Harry Two and I followed her out and down the passageway. We returned to the place with the old desk and fireplace that one reached through the secret doorway in the library. She sat down behind the desk and motioned for me to sit across from her.
“If Archie is your son, why is he so old and you’re so young?”
In answer she pulled out a small glass flask. “Because of this.”
“Is it medicine of some sort?”
“It is an elixir so potent that it keeps one young for as long as one takes it. It is devilishly tricky to make. It requires the blood of a garm and the venom of a jabbit, among other special ingredients.”
“How do you get blood and venom from those vile creatures?”
“I keep one of each in cages here at my cottage.”
I cried out, “A garm and a jabbit in your cottage!”
“If you tried to enter the rooms where they are kept, they would have told you to ‘Go away!’ ”
I shivered after discovering how close I had been to another wretched jabbit.
“Archie is dying because he chose not to take the youth elixir.”
“Why?”
“He no longer sees a point to it.”
“Then he’ll die?” I asked.
“And soon,” she said coldly.
Well, I thought, she was rather heartless. “How old are you?”
“Did you find the room with the clock on the wall and the chains going through the floor holes?”
“Yes.”
“What did it read?”
“Eight centuries, whatever that is.”
“A century is a hundred sessions.”
“A hundred sessions! But what is that clock keeping track of?”
“My time here.”
My jaw dropped. “You mean you’re eight hundred sessions old?” I could barely process what she was saying. It was all unbelievable.
“A bit older actually. I came here when I was already fully grown.”
“I also saw a room with many paintings.”
“You were no doubt told about the Battle of the Beasts back in Wormwood?”
“All Wugs were told about it. The beasts attacked Wormwood long ago but were beaten back and thereafter remained in the Quag.”
She said emphatically, “Well, that was a lie. There was never such a thing.”
“But I’ve seen the paintings at the Council building—”
She shook her head impatiently. “There was a war that took place over a great many sessions. However, it was not with the beasts.” She paused.
I was now squeezing both my legs so hard they felt quite numb. “Who was it with, then?”
She gazed at me so strangely I felt myself involuntarily shaking.
“It does not matter. Not now.”
“It matters to me,” I retorted.
“It was a battle between two opposite forces. One won and one lost. That is all I will say on the matter.”

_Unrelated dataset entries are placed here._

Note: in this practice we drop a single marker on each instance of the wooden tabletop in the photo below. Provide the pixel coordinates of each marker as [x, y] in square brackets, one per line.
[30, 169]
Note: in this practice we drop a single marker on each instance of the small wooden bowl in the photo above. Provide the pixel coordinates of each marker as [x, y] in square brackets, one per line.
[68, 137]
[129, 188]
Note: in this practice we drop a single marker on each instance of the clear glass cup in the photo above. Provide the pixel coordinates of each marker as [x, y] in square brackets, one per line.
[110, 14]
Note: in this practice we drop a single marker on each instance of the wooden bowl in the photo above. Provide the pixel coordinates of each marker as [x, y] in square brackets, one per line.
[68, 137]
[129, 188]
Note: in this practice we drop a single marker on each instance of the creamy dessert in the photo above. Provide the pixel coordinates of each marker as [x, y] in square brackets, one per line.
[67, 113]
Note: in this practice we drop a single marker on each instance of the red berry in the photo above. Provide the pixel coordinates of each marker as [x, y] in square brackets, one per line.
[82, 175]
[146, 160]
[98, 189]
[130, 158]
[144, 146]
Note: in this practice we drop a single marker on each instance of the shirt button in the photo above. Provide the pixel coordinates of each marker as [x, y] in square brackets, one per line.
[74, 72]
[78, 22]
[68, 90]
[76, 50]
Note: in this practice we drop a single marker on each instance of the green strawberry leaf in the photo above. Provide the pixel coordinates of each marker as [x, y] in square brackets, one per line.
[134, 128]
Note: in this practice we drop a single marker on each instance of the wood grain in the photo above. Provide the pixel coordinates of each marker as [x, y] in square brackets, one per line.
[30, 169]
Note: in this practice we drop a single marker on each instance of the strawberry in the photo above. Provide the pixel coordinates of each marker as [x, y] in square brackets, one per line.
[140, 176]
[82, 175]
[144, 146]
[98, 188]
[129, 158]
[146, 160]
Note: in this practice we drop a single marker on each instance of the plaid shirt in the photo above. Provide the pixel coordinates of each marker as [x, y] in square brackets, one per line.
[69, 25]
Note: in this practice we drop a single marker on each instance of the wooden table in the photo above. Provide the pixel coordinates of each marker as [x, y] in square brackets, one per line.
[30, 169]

“You tell me nothing,” I said forcefully.
“I will tell you this, Vega. We created the village of Wormwood. And then we managed the building of the Quag. And the decision was made to wipe away our history and replace it with another. We called ourselves Wugmorts.” She paused. “Do you know why we chose that name?”
I shook my head.
“There is a plant that is universally considered bitter. It is called the Mugwort. We altered it slightly to Wugmort. The survivors carried that feeling of guilt, of bitterness, every time they uttered the word.”

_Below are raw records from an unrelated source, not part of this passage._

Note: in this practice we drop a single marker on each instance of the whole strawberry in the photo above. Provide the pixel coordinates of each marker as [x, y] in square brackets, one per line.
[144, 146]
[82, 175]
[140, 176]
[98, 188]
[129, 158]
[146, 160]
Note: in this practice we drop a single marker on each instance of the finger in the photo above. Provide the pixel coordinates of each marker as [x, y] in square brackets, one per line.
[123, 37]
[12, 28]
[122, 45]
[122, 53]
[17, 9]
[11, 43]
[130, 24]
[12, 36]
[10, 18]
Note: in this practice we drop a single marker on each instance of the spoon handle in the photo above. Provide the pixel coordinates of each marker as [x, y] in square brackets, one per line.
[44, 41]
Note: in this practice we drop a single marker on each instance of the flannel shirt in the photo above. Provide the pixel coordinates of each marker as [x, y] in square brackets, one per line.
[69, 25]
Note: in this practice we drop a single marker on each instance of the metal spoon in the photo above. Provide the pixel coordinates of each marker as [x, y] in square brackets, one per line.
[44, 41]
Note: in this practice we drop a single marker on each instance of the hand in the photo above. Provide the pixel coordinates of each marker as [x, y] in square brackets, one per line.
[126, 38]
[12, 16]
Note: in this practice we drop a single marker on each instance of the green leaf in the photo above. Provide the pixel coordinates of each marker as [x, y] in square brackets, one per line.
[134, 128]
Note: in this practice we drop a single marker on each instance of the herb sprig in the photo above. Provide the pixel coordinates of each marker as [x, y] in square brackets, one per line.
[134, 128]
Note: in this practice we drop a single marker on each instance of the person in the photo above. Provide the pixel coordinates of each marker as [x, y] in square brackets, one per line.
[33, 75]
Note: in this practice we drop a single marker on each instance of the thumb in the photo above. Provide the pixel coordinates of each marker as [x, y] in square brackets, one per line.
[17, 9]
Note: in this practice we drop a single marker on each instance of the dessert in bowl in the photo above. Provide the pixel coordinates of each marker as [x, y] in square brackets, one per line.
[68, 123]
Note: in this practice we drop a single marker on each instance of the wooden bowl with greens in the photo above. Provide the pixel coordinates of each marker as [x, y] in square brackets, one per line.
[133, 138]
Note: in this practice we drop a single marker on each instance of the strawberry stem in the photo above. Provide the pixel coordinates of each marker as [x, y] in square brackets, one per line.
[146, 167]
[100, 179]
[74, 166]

I sat forward, my mind filling with questions and possible connections. “I met a creature named Eon. Through him I went back in time. Not just my past. But further back. I was on a great battlefield. A female warrior, while she lay dying, gave me something she called the Elemental, that I could touch using the glove she also gave me. She knew my name. She said I had to survive. And she was in one of the paintings back in that room.”

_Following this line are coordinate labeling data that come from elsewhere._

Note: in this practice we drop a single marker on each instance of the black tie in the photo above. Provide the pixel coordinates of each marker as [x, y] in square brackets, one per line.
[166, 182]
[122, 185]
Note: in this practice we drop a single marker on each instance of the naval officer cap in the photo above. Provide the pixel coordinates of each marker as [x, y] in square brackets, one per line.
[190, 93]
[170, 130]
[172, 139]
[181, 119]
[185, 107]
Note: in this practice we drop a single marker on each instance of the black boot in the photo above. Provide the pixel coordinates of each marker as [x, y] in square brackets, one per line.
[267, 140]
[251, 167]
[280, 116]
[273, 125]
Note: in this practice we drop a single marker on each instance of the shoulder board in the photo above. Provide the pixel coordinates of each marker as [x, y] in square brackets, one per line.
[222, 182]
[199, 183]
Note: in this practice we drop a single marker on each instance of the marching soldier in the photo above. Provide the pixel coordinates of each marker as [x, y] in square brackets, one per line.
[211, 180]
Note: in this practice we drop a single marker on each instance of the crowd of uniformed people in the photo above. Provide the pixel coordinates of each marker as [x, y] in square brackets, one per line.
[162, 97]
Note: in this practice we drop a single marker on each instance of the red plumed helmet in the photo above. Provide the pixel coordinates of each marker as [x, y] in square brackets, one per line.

Astrea looked gobsmacked by this information. “You... you met her? As she lay dying?”
“Yes. Who was she?”
Astrea didn’t look nearly so formidable now. Her eyes held a faraway look, and I could see tears clutching at their corners. She said slowly in a trembling voice, “Her name was Alice Adronis, one of our greatest sorceresses and my dearest friend. The Elemental was her creation.” She paused and swallowed. Astrea seemed to be trying very hard not to burst into tears. “She could only live as a victor or die as a warrior, could Alice.”